The insured allegedly suffered serious injuries and underwent a wide range of medical treatments. He also claimed over $1 Million in lost wages and benefits.

Plaintiff allegedly proferred a policy confirmation, and provided the insurer with medical records, a police report and an economic report, in support of his policy limits demand.
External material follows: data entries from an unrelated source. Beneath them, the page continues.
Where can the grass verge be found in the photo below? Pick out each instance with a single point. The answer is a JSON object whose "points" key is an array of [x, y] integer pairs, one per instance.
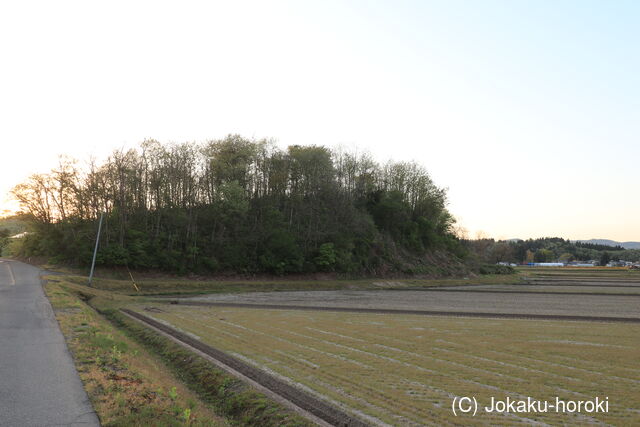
{"points": [[126, 384], [224, 394]]}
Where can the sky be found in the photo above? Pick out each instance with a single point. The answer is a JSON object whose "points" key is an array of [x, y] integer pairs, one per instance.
{"points": [[527, 111]]}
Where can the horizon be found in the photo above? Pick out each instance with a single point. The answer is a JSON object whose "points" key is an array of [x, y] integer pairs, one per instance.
{"points": [[526, 112]]}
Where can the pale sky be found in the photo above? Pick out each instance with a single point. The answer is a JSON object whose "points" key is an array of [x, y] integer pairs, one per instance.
{"points": [[528, 111]]}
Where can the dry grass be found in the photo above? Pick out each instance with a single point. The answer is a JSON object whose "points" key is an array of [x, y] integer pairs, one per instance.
{"points": [[185, 286], [126, 385], [405, 370]]}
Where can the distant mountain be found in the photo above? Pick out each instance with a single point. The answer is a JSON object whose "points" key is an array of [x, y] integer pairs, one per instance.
{"points": [[626, 245]]}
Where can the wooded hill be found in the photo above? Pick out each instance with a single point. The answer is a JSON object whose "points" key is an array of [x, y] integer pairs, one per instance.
{"points": [[241, 206]]}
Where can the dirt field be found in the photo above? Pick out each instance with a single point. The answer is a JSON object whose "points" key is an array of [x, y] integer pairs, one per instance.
{"points": [[405, 370], [490, 302]]}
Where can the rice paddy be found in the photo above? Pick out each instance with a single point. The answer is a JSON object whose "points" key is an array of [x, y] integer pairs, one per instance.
{"points": [[406, 370]]}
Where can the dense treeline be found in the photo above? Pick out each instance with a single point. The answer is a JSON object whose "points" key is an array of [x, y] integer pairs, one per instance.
{"points": [[550, 249], [238, 205]]}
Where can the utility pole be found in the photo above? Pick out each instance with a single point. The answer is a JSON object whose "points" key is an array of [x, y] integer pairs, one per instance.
{"points": [[95, 250]]}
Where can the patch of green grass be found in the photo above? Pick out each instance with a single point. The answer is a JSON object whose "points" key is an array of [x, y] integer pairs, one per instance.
{"points": [[119, 375]]}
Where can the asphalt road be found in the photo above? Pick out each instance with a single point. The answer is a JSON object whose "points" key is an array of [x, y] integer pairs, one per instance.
{"points": [[39, 385]]}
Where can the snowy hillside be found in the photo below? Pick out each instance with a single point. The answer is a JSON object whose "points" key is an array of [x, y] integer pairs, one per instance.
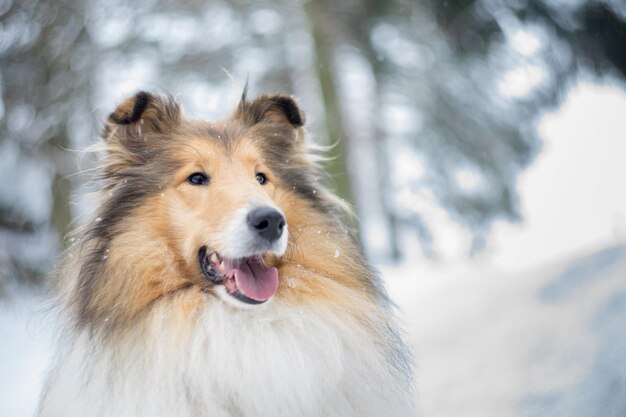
{"points": [[548, 343]]}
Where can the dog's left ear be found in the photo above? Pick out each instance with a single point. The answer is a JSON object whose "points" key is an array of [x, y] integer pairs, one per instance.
{"points": [[270, 108], [140, 114]]}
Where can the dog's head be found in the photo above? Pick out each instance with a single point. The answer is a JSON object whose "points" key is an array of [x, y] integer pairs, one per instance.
{"points": [[220, 197]]}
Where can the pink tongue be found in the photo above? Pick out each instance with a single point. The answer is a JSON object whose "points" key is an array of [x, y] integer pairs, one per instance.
{"points": [[255, 280]]}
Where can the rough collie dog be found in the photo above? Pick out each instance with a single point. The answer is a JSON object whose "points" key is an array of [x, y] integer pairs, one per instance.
{"points": [[216, 278]]}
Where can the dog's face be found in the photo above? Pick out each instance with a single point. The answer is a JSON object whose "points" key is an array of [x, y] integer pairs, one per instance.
{"points": [[223, 204], [221, 193]]}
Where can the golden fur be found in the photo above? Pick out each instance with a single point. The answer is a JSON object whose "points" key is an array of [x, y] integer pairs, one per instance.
{"points": [[139, 254]]}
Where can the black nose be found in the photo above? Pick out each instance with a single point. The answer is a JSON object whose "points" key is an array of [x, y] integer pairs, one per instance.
{"points": [[268, 222]]}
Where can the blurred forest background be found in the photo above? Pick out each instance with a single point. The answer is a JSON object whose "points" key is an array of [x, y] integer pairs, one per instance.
{"points": [[432, 104]]}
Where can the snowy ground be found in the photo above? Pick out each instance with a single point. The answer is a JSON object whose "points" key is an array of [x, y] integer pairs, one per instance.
{"points": [[534, 327], [551, 342]]}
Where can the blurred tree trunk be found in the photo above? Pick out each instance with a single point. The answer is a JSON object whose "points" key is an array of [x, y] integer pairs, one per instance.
{"points": [[324, 45]]}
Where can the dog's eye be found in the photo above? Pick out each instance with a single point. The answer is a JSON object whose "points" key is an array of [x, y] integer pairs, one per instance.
{"points": [[198, 178], [261, 178]]}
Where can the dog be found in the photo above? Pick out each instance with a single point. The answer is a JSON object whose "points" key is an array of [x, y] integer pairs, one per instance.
{"points": [[217, 277]]}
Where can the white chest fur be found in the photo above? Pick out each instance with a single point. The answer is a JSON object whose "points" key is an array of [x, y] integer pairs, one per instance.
{"points": [[276, 360]]}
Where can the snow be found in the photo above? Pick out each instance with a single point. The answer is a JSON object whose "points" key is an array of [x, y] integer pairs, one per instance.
{"points": [[532, 327]]}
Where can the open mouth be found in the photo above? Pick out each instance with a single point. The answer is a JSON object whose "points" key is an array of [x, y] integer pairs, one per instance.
{"points": [[247, 279]]}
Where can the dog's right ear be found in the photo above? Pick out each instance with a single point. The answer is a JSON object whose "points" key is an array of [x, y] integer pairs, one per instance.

The complaint alleged that the insured had “voluntarily provided and otherwise fully complied with all requests by [the insurer] for medical records, a sworn statement by Plaintiff, an independent medical evaluation, and other information.” Significantly, all information provided supported both the extent of the insured’s injuries and damages, and that the other driver caused the accident.

The insured alleged the carrier did not respond for three months, and subsequently “abruptly denied the claim”.

The court found these pleadings sufficient “to find both that Defendant lacked a reasonable basis for its denying Plaintiff’s claim for UIM benefits under the Policy, and that Defendant knew or recklessly disregarded its lack of a reasonable basis in denying the claim.”
Date of Decision: December 3, 2018

Baldridge v. Geico Insurance Co., U.S. District Court Western District of Pennsylvania No 18cv1407, 2018 U.S. Dist. LEXIS 204117, 2018 WL 6305589 (W.D. Pa. Dec. 3, 2018) (Schwab, J.)